Chapitre 6 - Le chant sinistre du vent

Ils redescendirent par le même tunnel étroit, puis, quelques mètres à peine avant que la pente ne se transforme en plat, Feï les guida par un autre boyau que celui qu’ils venaient d’emprunter. Leur route remonta de nouveau, pour déboucher cette fois-ci sur un large chemin gris et sec au creux de deux pics. Il n’y avait presque plus aucune lumière dans l’air, et les boutons clos des quelques plantes qui poussaient à flanc de roches, refermées pour la nuit, rayonnaient tout juste assez pour éclairer devant eux.

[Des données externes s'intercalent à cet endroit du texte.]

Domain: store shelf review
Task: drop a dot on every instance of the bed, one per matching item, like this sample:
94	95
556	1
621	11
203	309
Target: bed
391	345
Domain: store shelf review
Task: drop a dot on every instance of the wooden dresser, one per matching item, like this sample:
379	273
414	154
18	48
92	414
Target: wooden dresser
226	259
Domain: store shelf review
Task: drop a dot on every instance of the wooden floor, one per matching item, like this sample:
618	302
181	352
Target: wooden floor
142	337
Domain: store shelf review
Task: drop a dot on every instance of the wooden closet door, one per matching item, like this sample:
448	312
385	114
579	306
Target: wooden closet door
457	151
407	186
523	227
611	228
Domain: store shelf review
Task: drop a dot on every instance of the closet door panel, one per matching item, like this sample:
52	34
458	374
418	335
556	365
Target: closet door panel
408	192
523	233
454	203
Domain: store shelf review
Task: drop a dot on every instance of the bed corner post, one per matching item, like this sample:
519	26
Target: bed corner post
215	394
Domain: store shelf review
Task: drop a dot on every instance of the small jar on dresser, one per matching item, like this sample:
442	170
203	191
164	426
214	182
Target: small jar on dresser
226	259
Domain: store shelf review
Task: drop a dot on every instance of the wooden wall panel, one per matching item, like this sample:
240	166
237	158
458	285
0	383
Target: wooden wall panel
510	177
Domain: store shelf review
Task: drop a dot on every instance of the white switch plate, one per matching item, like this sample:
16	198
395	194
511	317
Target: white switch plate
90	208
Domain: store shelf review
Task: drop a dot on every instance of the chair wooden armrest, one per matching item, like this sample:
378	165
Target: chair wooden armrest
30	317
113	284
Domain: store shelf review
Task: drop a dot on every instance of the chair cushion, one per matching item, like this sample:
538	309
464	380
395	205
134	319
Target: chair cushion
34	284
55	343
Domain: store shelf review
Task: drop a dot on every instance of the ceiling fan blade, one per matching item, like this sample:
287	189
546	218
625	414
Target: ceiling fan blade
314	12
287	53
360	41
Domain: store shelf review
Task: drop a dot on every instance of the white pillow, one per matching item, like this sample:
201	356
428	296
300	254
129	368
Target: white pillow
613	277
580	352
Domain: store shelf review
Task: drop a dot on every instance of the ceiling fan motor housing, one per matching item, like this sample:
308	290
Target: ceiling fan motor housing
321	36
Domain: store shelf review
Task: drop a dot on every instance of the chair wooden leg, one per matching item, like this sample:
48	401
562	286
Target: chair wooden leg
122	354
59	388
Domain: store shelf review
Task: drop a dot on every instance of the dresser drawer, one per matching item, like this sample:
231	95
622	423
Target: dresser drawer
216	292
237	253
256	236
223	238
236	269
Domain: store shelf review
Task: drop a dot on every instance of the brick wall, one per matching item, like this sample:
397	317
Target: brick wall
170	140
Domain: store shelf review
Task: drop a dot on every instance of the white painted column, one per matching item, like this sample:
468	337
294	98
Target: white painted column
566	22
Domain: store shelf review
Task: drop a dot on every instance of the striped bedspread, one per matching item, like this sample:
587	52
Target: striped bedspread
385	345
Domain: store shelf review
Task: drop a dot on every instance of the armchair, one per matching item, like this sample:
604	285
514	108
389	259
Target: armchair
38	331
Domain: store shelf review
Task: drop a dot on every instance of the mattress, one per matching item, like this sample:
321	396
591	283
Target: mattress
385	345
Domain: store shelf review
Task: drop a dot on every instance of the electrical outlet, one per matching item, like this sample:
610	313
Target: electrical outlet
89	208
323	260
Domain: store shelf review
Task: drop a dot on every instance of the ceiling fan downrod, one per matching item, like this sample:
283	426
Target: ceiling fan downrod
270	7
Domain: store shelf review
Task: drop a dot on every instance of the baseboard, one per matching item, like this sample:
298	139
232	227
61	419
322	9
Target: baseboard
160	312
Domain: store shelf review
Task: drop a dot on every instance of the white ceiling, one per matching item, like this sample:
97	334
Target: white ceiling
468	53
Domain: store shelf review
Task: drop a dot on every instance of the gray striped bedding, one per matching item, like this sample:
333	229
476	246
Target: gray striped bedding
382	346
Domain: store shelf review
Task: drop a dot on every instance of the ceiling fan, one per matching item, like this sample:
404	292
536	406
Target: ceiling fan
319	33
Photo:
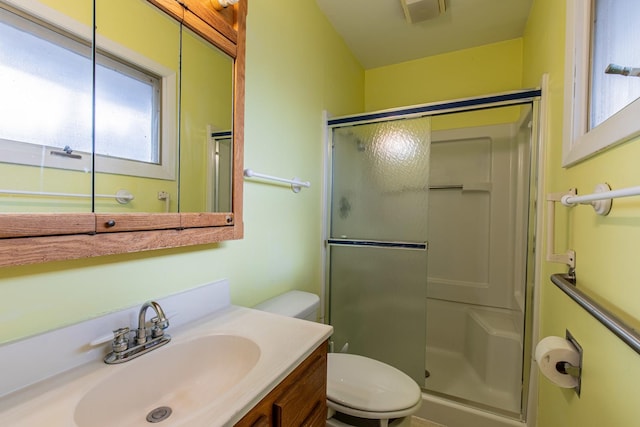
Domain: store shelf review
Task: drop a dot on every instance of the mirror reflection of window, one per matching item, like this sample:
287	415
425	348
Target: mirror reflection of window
46	85
45	115
615	58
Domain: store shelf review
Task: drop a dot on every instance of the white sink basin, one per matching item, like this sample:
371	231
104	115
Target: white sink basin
184	376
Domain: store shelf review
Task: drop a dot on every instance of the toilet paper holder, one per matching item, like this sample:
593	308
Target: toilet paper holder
568	368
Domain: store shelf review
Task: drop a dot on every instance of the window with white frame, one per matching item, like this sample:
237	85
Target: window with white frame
602	84
47	100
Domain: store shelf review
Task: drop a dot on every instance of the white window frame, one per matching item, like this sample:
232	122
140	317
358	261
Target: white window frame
31	154
579	143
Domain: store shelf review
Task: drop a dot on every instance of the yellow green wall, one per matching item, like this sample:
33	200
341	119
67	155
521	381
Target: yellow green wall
296	68
606	252
470	72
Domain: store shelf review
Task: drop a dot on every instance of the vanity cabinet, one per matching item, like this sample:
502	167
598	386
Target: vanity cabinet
299	400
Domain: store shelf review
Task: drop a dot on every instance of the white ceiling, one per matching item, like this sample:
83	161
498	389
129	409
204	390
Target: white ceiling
378	34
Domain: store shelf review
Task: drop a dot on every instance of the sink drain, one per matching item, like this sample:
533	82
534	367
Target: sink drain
159	414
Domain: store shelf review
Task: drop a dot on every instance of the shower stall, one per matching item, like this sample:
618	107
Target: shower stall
429	247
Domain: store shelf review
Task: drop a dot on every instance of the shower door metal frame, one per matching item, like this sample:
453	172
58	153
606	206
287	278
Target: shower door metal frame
512	98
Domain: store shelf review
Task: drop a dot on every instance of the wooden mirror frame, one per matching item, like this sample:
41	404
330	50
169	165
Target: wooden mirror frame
42	237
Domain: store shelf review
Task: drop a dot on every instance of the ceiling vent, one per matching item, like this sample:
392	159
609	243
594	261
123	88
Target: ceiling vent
421	10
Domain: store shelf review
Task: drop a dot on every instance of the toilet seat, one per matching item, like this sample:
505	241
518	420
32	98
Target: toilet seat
367	388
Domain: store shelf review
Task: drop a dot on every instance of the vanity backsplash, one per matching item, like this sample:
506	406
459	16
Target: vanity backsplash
36	358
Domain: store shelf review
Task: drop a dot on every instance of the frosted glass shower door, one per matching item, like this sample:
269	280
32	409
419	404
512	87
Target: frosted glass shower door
377	244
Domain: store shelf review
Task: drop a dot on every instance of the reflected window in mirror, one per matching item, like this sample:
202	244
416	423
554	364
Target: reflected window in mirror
45	115
602	83
137	99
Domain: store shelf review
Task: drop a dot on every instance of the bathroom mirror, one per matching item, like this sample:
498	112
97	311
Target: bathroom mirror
46	108
189	72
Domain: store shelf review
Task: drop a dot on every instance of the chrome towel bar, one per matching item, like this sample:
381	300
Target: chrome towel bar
296	184
622	330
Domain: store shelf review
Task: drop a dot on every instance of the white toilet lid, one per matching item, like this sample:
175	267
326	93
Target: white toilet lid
369	385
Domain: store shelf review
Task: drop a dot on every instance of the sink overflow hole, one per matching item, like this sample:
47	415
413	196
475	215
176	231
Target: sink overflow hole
159	414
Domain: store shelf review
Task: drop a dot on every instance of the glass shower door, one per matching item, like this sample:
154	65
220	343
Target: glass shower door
377	243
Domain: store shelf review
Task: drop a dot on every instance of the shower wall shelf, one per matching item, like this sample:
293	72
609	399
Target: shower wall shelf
296	184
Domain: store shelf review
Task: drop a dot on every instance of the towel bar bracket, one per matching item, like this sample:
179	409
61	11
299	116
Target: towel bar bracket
569	257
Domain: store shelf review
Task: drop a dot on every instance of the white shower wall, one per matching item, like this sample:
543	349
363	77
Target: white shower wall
476	264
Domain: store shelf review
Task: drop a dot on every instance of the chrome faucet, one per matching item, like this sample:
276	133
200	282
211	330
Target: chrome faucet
125	349
160	322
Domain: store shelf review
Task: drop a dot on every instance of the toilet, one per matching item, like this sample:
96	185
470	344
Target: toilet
360	391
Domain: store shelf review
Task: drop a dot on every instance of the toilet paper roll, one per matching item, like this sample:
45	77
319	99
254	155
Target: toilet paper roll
552	350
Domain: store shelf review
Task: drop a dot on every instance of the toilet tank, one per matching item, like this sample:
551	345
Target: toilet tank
299	304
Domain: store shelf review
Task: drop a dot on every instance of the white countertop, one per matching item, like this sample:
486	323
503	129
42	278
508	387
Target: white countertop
284	342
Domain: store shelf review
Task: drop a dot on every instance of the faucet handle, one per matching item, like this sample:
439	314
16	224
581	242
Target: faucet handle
120	342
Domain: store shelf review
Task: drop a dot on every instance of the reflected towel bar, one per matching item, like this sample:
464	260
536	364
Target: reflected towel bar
626	333
122	196
296	184
418	246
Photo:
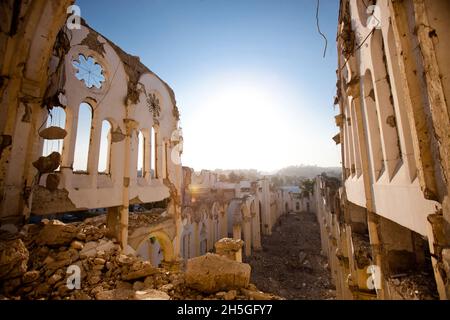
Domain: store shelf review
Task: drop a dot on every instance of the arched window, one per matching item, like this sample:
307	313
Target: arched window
141	155
386	114
153	155
105	148
56	118
80	161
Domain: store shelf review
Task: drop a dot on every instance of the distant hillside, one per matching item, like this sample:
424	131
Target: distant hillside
309	171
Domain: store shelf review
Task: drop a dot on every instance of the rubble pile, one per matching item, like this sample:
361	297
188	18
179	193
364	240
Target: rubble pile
34	265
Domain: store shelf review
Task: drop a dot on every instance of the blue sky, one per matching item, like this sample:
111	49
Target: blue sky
250	81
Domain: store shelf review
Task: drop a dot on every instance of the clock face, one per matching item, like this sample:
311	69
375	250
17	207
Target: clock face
89	71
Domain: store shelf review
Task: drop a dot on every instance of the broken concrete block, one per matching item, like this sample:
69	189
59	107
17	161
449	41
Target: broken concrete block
53	133
151	294
145	270
52	182
212	273
13	259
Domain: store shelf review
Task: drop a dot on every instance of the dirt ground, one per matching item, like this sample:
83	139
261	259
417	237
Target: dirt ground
290	264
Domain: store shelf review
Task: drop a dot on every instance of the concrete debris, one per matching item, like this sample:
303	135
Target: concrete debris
53	133
13	259
412	287
212	273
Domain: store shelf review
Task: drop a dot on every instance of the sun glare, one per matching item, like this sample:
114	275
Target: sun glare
239	126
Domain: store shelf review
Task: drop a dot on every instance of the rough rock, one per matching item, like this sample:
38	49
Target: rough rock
13	259
212	273
145	270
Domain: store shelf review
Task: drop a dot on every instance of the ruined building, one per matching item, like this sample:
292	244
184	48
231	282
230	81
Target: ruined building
86	127
386	228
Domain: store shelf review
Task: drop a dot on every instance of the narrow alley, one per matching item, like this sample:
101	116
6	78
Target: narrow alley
290	264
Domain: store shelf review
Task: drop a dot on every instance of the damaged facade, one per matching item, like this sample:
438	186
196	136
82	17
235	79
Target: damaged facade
386	228
86	127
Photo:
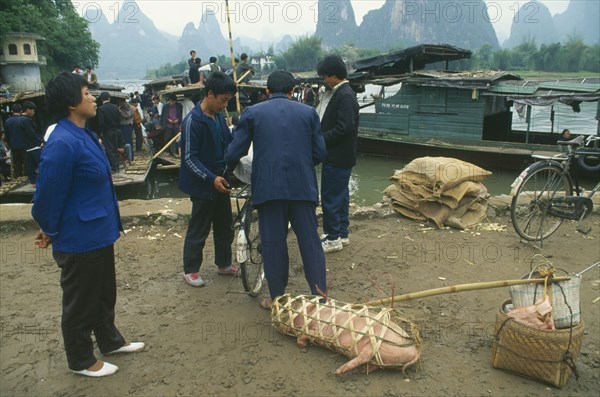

— Où tu nous emmènes, exactement ? demanda Muse.

— Un ruisseau, plus loin. Peut-être quelques heures de marche.

Peut-être ?

L’ombre en armure avança sans un mot, et Muse se résigna à le suivre sans protester davantage. Elle n’avait aucune chance de prendre la fuite, de toute façon - si elle faisait demi-tour, elle serait perdue en à peine quelques minutes, dans ces boyaux.

— C’est là où tu as trouvé le collier de ma maîtresse ? demanda Gulliver.

— Non. Mais c’est plus sécurisé. Pas au bord du vide. C’est ce que tu voulais, gnome, non ?

Elle grogna, mais acquiesça.

— Ouais. C’est Muse, sinon, pas gnome

— Muse, répéta-t-il. Est-ce que ça veut dire quelque chose ?

— Pourquoi ça voudrait dire quelque chose ? s’étonna Gulliver.

Muse serra les dents. Il fallait vraiment qu’elle explique ça ? C’était l’une des rares traditions gnomes qui était à peu près connue de tout le monde, pourtant ! Et dire qu’elle avait cru que le poney avait pu appartenir à une gnome, alors que sa bêtise était là comme preuve majeure que c’était impossible …

— Les prénoms des gnomes sont toujours basés sur des objets, ou des créatures ordinaires qu’on trouve dans les légendes, ou juste des trucs qui traînent dans les parages, genre …» Elle attrapa une petite roche grise sur le rebord du chemin, à hauteur de son épaule. « Caillou pourrait être un prénom.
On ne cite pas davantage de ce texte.